And a team with members from Stanford University and the SLAC National Accelerator Laboratory announced a new, more user-friendly language for programming supercomputers. The new system is based on a programming language the team developed called Regent. The resulting programming environment allowed researchers to use supercomputers without becoming experts on the computer system.

A team of engineers at the University of Sussex demonstrated the first-ever personalized sound projector using a $12 webcam.
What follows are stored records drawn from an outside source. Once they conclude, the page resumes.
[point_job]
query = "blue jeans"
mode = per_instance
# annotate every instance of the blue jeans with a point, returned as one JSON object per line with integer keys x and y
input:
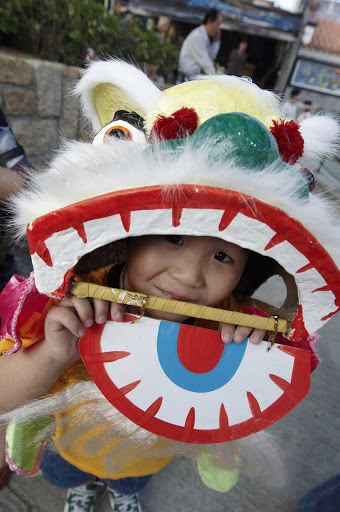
{"x": 323, "y": 498}
{"x": 61, "y": 473}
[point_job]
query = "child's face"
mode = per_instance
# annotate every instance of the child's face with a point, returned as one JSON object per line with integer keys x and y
{"x": 203, "y": 270}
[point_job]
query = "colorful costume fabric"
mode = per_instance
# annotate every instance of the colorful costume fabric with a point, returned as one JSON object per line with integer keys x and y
{"x": 209, "y": 158}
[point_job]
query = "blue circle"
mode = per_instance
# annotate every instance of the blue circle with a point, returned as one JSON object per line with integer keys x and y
{"x": 223, "y": 372}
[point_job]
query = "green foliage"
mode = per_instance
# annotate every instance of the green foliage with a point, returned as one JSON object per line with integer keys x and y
{"x": 62, "y": 30}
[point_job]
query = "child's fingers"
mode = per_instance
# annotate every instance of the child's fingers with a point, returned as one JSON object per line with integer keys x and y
{"x": 257, "y": 336}
{"x": 117, "y": 311}
{"x": 82, "y": 307}
{"x": 101, "y": 309}
{"x": 60, "y": 318}
{"x": 227, "y": 332}
{"x": 241, "y": 333}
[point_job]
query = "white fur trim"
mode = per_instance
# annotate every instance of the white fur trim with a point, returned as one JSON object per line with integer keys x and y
{"x": 321, "y": 135}
{"x": 125, "y": 76}
{"x": 83, "y": 171}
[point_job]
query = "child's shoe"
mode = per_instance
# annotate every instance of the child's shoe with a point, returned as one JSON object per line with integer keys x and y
{"x": 81, "y": 498}
{"x": 124, "y": 502}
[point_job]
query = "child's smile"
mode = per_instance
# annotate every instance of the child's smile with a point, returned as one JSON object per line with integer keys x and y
{"x": 202, "y": 270}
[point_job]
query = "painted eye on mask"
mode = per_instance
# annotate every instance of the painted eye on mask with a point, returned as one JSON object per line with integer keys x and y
{"x": 182, "y": 382}
{"x": 119, "y": 130}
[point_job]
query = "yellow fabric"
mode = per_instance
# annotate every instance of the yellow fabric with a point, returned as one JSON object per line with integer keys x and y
{"x": 31, "y": 332}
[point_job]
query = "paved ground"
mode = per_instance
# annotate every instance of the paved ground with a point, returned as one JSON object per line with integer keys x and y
{"x": 310, "y": 438}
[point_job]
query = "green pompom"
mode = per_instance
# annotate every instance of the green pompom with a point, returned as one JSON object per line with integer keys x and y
{"x": 239, "y": 137}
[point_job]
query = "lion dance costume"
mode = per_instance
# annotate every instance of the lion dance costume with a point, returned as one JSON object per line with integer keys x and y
{"x": 211, "y": 157}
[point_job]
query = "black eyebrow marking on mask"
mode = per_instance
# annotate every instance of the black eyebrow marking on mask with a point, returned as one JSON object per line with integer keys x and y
{"x": 130, "y": 117}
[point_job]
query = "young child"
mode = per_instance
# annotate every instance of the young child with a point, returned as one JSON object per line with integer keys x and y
{"x": 202, "y": 270}
{"x": 169, "y": 186}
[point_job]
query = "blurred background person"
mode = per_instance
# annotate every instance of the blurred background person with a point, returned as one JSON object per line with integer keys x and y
{"x": 126, "y": 19}
{"x": 292, "y": 108}
{"x": 237, "y": 58}
{"x": 200, "y": 48}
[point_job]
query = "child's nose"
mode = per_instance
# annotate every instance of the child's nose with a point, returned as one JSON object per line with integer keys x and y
{"x": 189, "y": 273}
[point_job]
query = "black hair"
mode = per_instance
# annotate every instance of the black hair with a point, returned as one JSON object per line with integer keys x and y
{"x": 210, "y": 15}
{"x": 295, "y": 92}
{"x": 257, "y": 270}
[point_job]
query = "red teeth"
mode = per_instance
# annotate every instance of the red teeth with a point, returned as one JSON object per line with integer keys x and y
{"x": 254, "y": 405}
{"x": 176, "y": 215}
{"x": 330, "y": 315}
{"x": 81, "y": 232}
{"x": 277, "y": 239}
{"x": 126, "y": 220}
{"x": 224, "y": 420}
{"x": 326, "y": 288}
{"x": 151, "y": 411}
{"x": 309, "y": 266}
{"x": 227, "y": 217}
{"x": 44, "y": 253}
{"x": 105, "y": 357}
{"x": 280, "y": 382}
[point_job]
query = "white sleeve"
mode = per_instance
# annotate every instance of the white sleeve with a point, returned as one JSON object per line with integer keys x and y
{"x": 214, "y": 48}
{"x": 201, "y": 54}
The demonstration involved tracking a moving individual and delivering an acoustic message as the individual moved to a high-profile tech and media conference in L.A. The system worked with in-house face-tracking software that piloted an Arduino-controlled acoustic telescope to focus sound on a moving target.

A team at MIT gave a presentation at the 2019 International Conference on Learning Representations outlining their work on algorithm designs to optimize machine-learning models up to 200 times faster than traditional methods. In their presentation, they described their NAS algorithm that could directly learn specialized convolutional neural networks for target hardware platforms that run on a massive image dataset in only 200 GPU hours, which could enable far broader use of such algorithms.

And finally, a team of researchers at the University of Illinois at Urbana-Champaign built microscopic biohybrid robots propelled by muscles and nerves. The soft robotic devices were driven by neuromuscular tissue that triggered when stimulated by light. The group demonstrated a new generation of two-tailed bots powered by skeletal muscle tissue stimulated by onboard motor neurons. The neurons had optogenetic properties: Upon exposure to light, the neurons fired to actuate the muscles.